FastTransport

Eval

We've written a simple benchmark that runs a single RAMCloud client against a
single RAMCloud server, and reads a single objects of a given size repeatedly.
With small object sizes, this allows us to measure the latency of our transport
protocol, and with large objects, we can measure throughput. On top of this
benchmark, we created scripts to plot latency and throughput stats from various
transports for various object sizes. These scripts were used to generate the
graphs near the bottom of this page and have been helpful in tracking our progress.

Metrics

When working on RAMCloud's recovery system, we created a special-purpose system
for gathering performance counters and timer data from the different servers.
The metrics and their presentation was specific to recovery, but the basic idea
is applicable to this project as well.

In our benchmark, the client calls into the server to start these measurements,
runs the repeated reads, and calls in again to stop the measurements. The raw
data is processed later in scripts and is conveniently available to plot
alongside the latency and throughput numbers. We've added many metrics to
FastTransport, UnreliableTransport, and InfUdDriver to help diagnose the
performance issues.

Unreliable Transport

As a comparison point for FastTransport, we created a transport that is a
minimal wrapper over our existing InfUdDriver (Infiniband Unreliable Datagram
Driver). This is the same Driver that FastTransport uses. This
UnreliableTransport we've built does not provide reliability in the face of
dropped packets or any sort of congestion avoidance, but it is still useful for
benchmarking. We also ended up adding an IP fragmentation-like feature to
UnreliableTransport in order to measure larger message sizes.

Performance Fixes

1) Because UnreliableTransport keeps no state per connection (there are no
connections), it sends responses back to where the request comes from.
Unfortunately, this requires allocating an "address handle" with the Infiniband
library. Unfortunately, the library does not cache whether the desired output
port is an Infiniband or Ethernet port; it queries the kernel every time an
address handle is created. This little issue increased RTTs by 55 us. We intend
to file a bug with Mellanox about this, but have worked around it for now.

2) In our packet based transports (such as FastTransport and
UnreliableTransport), we were appending packets to a data structure (Buffer)
containing a singly linked list while assembling messages for upper layers of
software. Adding a tail pointer to Buffer improved performance for large
transfers (1MB) by about 25%.

3) A simple coding error in UnreliableTransport resulted in a malloc call per
RTT; this added about 2 us of latency.

4) InfUdDriver previously had only one transmit buffer, which serialized work
between the server thread and the NIC. In particular, the server thread would
stall while the NIC was DMAing this buffer. We changed this to a fixed number
of buffers, which improved throughput by a factor of 2 or 3.

Results

In our initial project plan we laid out a goal of having RTT within 500 ns of
unreliable transmissions. The graph below shows that after the changes we
listed above we should be able to meet that goal.

Before performance fix (1) (shown by old-unreliable+infud) latency for small
messages was worse than TCP through the Linux kernel. After fixes, however,
unreliable+infud is slightly faster for small messages than Infiniband's native
reliable transport (infrc) which is implemented in hardware. Because fast+infud
is so close to infrc in performance and is bounded by unreliable+infud, we believe
we may actually be able to beat the hardware-based transport protocol in software.
This means we'll continue on plan with our efforts to optimize the code for
small messages with focused optimizations using our metrics system.

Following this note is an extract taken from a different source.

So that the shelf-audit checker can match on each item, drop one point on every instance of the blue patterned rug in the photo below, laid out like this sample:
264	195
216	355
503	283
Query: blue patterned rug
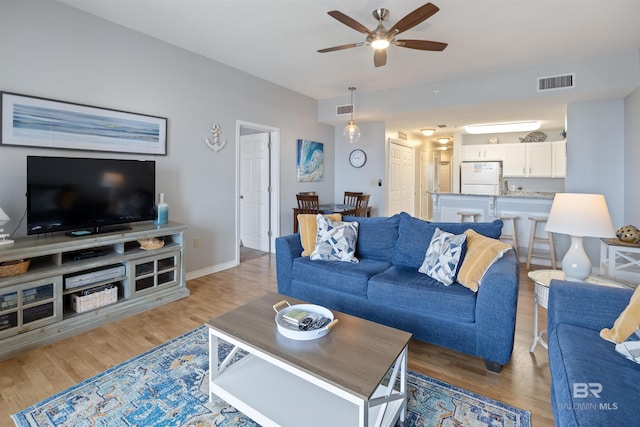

When it comes to throughput fast+infud has more interesting problems. Though our
measurements show we're already improved fast+infud's performance by three-fold,
it is still slower than hardware reliable Infiniband.

This graph shows that fast+infrc has an algorithmic issue which causes its
throughput to decrease as message size increases. The decrease is severe
enough that the highly optimized Linux TCP stack is able to overcome its
high overheads and beat fast+infud. More investigation will flush out the
offending code. The solution will depend on the precise problem.

Once these issues are worked out we'll need to start considering how
FastTransport behaves in a more dynamic situation. Things we need to
consider or work on:

How does FT behave with many machines?
- In particular, several clients with one server.
How should we deal with congestion?
- What about incast on concurrent responses from many machines?
How should we set the window size?
How should we set retransmit timeouts?